Опираясь на левую руку, он заглянул Феле в глаза. Они светились, точно две звезды. Командир погладил Фелю по стриженому затылку, откинулся и сказал:
— Конечно, светилась, Феликс Эдмундович… то есть, виноват, Степанович…
КОНОПЛЮШКИ
Я сидел на скале, у самой воды, и рисовал море. Оно было светло-зелёное, и я писал его зелёными красками.
Потом оно стало синеть — я давай прибавлять синьки.
Потом оно покрылось лиловыми тенями — я стал подмешивать к синему красное.
Потом надвинулась туча, море стало серое, будто чугунное, — я приналёг на сажу.

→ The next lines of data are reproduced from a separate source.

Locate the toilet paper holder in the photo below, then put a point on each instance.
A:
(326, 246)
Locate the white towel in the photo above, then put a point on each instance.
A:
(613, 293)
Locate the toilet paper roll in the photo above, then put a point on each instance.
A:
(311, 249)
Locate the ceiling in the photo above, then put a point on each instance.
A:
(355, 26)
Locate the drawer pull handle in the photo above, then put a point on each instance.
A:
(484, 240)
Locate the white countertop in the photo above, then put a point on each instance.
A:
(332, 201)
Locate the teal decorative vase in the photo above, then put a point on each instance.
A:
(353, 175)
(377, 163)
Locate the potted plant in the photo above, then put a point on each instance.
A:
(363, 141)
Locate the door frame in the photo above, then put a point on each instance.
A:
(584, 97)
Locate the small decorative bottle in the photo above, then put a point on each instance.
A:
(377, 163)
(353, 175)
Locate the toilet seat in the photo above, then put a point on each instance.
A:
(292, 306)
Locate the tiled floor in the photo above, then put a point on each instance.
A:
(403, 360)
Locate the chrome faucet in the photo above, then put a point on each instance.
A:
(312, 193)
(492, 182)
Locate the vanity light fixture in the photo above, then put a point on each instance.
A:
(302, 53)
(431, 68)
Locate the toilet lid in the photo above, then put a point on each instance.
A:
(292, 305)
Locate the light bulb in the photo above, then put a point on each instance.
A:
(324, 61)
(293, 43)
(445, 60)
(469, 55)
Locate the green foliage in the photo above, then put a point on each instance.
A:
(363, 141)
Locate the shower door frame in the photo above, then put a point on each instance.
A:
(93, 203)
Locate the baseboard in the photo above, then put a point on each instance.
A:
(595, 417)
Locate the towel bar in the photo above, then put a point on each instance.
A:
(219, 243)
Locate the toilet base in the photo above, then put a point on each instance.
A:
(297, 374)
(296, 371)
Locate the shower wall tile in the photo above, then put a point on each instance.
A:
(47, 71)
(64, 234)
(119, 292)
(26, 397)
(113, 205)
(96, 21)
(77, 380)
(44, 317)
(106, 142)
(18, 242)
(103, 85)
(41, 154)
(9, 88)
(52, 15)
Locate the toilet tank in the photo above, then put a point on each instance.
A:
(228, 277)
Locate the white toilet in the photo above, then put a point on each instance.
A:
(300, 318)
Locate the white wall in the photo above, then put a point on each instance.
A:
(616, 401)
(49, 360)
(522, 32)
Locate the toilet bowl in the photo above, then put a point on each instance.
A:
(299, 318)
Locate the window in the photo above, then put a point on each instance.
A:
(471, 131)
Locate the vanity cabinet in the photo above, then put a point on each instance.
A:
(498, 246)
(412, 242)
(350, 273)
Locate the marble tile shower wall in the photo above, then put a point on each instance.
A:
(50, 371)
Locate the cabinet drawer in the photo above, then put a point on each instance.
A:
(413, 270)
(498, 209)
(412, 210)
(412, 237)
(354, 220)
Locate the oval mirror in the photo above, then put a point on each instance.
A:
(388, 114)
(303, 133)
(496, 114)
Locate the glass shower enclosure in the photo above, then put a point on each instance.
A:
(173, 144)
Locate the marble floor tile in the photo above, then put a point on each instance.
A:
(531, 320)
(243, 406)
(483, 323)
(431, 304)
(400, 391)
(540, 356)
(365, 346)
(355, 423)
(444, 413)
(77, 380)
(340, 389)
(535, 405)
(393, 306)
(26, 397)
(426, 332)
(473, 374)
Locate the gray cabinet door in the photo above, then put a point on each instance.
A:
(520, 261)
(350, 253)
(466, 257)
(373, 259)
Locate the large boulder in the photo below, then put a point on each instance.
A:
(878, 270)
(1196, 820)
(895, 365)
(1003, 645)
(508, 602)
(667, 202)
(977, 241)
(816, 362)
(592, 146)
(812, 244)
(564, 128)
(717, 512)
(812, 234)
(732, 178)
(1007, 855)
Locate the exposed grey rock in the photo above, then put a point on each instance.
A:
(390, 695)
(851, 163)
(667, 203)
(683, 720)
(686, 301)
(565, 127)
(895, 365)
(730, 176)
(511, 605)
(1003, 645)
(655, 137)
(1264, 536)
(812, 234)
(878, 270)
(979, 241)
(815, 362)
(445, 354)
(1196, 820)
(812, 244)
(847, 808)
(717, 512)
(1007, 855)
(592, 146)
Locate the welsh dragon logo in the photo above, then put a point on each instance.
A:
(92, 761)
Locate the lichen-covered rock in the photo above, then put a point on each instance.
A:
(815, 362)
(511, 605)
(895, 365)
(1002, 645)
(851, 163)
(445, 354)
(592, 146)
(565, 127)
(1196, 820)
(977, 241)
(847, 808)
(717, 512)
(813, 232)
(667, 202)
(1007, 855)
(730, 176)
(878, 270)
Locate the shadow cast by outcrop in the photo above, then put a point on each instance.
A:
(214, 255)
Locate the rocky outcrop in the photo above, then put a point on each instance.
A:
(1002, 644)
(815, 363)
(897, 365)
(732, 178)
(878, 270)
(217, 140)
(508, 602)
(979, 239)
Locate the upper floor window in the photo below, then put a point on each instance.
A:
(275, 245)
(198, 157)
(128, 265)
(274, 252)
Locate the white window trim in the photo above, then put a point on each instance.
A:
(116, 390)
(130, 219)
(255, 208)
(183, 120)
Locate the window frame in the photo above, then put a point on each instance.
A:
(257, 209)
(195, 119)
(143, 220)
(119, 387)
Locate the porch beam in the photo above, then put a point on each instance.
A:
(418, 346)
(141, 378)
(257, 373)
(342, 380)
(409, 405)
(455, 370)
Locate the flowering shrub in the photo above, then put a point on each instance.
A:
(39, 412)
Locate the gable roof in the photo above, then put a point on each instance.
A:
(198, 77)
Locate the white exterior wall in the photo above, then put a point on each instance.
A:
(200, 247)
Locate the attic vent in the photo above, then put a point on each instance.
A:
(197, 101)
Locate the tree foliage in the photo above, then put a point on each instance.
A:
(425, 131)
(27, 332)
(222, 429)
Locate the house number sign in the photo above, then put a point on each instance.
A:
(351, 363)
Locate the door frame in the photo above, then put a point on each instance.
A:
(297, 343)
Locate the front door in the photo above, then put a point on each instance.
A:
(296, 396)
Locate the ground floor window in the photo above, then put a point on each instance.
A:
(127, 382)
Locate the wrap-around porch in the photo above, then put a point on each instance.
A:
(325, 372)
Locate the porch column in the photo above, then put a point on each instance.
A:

Потом туча ушла, ударило солнце; море обрадовалось и снова, как нарочно, стало светло-зелёное.
Я погрозил ему кулаком:
— Эй ты, море-океан, будешь дразниться?
А оно вдруг как плеснёт «девятым валом» и слизнуло всё моё хозяйство: альбом, краски, кисти…
А сзади раздалось:
— Ха-ха-ха! Хи-хи-хи!
Смешливое эхо подхватило: «Ха-хи-хи!»
Это пионеры из соседнего лагеря. Они окружили меня:
— Мы притаились, чтобы вам не мешать, а вы морю — кулаком! Тут уж мы не выдержали.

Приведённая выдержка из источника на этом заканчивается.